I made a EM Algorithm for Gaussian Mixture Models, but that is not working

I made a EM Algorithm for Gaussian Mixture Models, but that is not working.

error massages → matrix is not Hermitian; Cholesky factorization failed.

why error happen, please teach me.

using LinearAlgebra
using Distributions

struct GMMsResults
    post_prob
    mean
    sigma
    mixing_coef
end


function GMMs!( data, num_class ;seed=1, max_iter=100 )
    
    num_data, dims = size( data )
    rng = MersenneTwister( seed )
    
    # 初期化
    post_prob   = fill( 1/num_class, num_data, num_class ) 
    mean        = rand( rng, dims, num_class )
    sigma       = [ Matrix{Float64}( I, dims, dims ) for _ in 1:num_class ] # 配列にΣがクラス数分入っている
    mixing_coef = fill( 1/num_class, num_class )
    
    for _ in 1:max_iter

        update_post_prob!( data, num_class, post_prob, mean, sigma, mixing_coef )
        sum_class_assignment = sum( post_prob', dims=2 )
        update_mean!( data, num_class, post_prob, mean, sum_class_assignment )
        update_sigma!( data, num_class, post_prob, mean, sigma, sum_class_assignment )
        update_mixing_coef!( data, num_class, mixing_coef, sum_class_assignment )
        
    end
    
    return GMMsResults( post_prob, mean, sigma, mixing_coef )
end


function update_post_prob!( data, num_class, post_prob, mean, sigma, mixing_coef )
    
    num_data = size( data )[1]
    
    for n in 1:num_data
        sum_tmp = 0
        for k in 1:num_class
            sum_tmp += mixing_coef[k] * pdf( MvNormal( mean[:,k], sigma[k] ), data[n,:] )
        end
        
        for k in 1:num_class
            post_prob[n,k] = ( mixing_coef[k] * pdf( MvNormal( mean[:,k], sigma[k] ), data[n,:] ) ) / sum_tmp
        end
    end
    
end

function update_mean!( data, num_class, post_prob, mean, sum_class_assignment )
    
    num_data = size( data )[1]
    
    for k in 1:num_class
        sum_tmp = zeros( num_class )
        for n in 1:num_data
            sum_tmp += post_prob[n,k] .* data[n,:]
        end    

        mean[:,k] = sum_tmp ./ sum_class_assignment[k]
    end
    
end

function update_sigma!( data, num_class, post_prob, mean, sigma, sum_class_assignment )
    
    num_data, dims = size( data )

    for k in 1:num_class
        sum_tmp = zeros( dims, dims )
        for n in 1:num_data
            sum_tmp += post_prob[n,k] .* ( data[n,:] - mean[:, k] ) * ( data[n,:] - mean[:, k] )'
        end    

        sigma[k] = sum_tmp ./ sum_class_assignment[k]
    end
    
end


function update_mixing_coef!( data, num_class, mixing_coef, sum_class_assignment )
    
    num_data = size( data )[1]
    
    for k in 1:num_class
        mixing_coef[k] = sum_class_assignment[k] / num_data
    end
    
end

Does it happens with any data or just in specific cases ?
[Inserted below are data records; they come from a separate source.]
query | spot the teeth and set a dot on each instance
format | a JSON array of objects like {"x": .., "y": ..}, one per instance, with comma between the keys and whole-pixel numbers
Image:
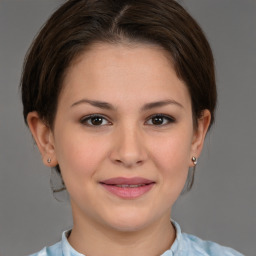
[{"x": 129, "y": 186}]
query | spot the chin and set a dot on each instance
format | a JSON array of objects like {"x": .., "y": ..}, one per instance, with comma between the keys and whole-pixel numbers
[{"x": 129, "y": 221}]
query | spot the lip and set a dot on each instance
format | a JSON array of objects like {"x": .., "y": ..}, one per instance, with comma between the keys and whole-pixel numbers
[{"x": 128, "y": 188}]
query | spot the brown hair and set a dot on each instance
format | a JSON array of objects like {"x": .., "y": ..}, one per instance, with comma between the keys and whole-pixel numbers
[{"x": 77, "y": 24}]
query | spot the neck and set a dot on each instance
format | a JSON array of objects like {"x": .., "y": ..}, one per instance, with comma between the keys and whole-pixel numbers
[{"x": 91, "y": 238}]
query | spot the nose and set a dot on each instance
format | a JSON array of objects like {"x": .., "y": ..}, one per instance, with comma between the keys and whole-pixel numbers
[{"x": 128, "y": 147}]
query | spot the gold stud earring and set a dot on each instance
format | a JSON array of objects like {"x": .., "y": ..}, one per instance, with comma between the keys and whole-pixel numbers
[{"x": 194, "y": 160}]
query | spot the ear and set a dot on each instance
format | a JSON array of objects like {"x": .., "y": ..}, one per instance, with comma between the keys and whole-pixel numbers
[
  {"x": 199, "y": 134},
  {"x": 44, "y": 138}
]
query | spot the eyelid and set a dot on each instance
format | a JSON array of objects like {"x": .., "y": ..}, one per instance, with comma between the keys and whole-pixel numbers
[
  {"x": 84, "y": 120},
  {"x": 170, "y": 119}
]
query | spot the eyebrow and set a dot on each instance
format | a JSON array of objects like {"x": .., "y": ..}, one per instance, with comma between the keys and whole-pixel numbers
[
  {"x": 161, "y": 104},
  {"x": 95, "y": 103},
  {"x": 108, "y": 106}
]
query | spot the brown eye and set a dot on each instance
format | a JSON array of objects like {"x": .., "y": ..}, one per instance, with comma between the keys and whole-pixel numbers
[
  {"x": 157, "y": 120},
  {"x": 160, "y": 120},
  {"x": 94, "y": 120}
]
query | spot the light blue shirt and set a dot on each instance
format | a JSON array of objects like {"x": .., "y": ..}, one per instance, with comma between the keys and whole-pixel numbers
[{"x": 184, "y": 245}]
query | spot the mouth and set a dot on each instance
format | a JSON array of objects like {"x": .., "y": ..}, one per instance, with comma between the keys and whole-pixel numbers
[{"x": 128, "y": 188}]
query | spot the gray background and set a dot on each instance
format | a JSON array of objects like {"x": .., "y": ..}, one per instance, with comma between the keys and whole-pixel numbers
[{"x": 222, "y": 203}]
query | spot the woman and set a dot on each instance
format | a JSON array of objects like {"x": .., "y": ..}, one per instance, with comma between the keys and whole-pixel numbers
[{"x": 119, "y": 96}]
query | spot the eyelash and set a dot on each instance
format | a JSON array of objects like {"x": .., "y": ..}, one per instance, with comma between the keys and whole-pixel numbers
[{"x": 168, "y": 119}]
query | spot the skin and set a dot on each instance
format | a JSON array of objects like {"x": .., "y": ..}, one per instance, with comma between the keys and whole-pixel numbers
[{"x": 126, "y": 144}]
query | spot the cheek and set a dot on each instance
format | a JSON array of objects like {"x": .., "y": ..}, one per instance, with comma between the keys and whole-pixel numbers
[
  {"x": 172, "y": 161},
  {"x": 79, "y": 155}
]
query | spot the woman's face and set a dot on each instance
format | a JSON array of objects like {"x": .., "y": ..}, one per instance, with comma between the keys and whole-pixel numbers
[{"x": 123, "y": 135}]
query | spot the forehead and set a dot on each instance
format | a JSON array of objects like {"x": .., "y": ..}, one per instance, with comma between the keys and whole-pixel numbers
[{"x": 139, "y": 71}]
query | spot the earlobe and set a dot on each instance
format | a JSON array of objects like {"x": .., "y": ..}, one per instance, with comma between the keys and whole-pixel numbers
[
  {"x": 43, "y": 137},
  {"x": 200, "y": 133}
]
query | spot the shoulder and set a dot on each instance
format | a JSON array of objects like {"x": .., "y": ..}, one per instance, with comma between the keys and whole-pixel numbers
[
  {"x": 53, "y": 250},
  {"x": 207, "y": 248}
]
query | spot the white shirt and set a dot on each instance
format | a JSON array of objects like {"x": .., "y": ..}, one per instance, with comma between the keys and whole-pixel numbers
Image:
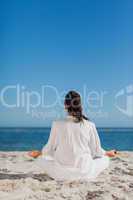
[{"x": 71, "y": 151}]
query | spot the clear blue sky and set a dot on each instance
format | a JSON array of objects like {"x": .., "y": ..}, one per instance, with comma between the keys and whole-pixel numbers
[{"x": 68, "y": 44}]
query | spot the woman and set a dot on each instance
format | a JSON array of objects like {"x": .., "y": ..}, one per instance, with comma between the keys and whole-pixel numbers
[{"x": 73, "y": 150}]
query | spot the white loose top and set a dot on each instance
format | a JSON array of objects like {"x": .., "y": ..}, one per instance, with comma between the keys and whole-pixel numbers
[{"x": 74, "y": 151}]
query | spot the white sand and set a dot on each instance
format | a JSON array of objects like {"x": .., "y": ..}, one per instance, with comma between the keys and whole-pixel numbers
[{"x": 115, "y": 183}]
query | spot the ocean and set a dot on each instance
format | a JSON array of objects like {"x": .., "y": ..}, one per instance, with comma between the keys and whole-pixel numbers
[{"x": 26, "y": 139}]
You can compare your algo with this one: Clustering · BetaML.jl Documentation

If I remember correctly I had the same problem when I didn’t implemented a minimum variance/covariance in the Gaussian…

1 Like

Thanks for reply.
I used any data. data is generated by multivariate normal distribution.

e.g.

μ = ones( 2 )
Σ = I
x = MvNormal( μ, Σ );
y = MvNormal( μ .+ 5 , Σ + ones( 2,2 ) );

X = rand( x, 50 ) 
Y = rand( y, 50 ) 
data = hcat( X, Y )';

plot( aspect_ratio = 1 )
scatter!( data[:,1], data[:,2], markersize=8 )
covellipse!( x.μ, x.Σ )
covellipse!( y.μ, y.Σ )

I`ll compare my alogo with that one.

I solved this problem. A cause of the error is MvNormal in Distribution.jl . When I gave MvNormal positive-definite matrix, MvNormal returned error. So, I replaced MvNormal with gaussian I implemented. My algo is correctly working.

1 Like

Another solution is using a type::Symmetric. When my algo calculate a variance/covariance, it caused a numeric error on Float. That’s why MvNormal() returned error.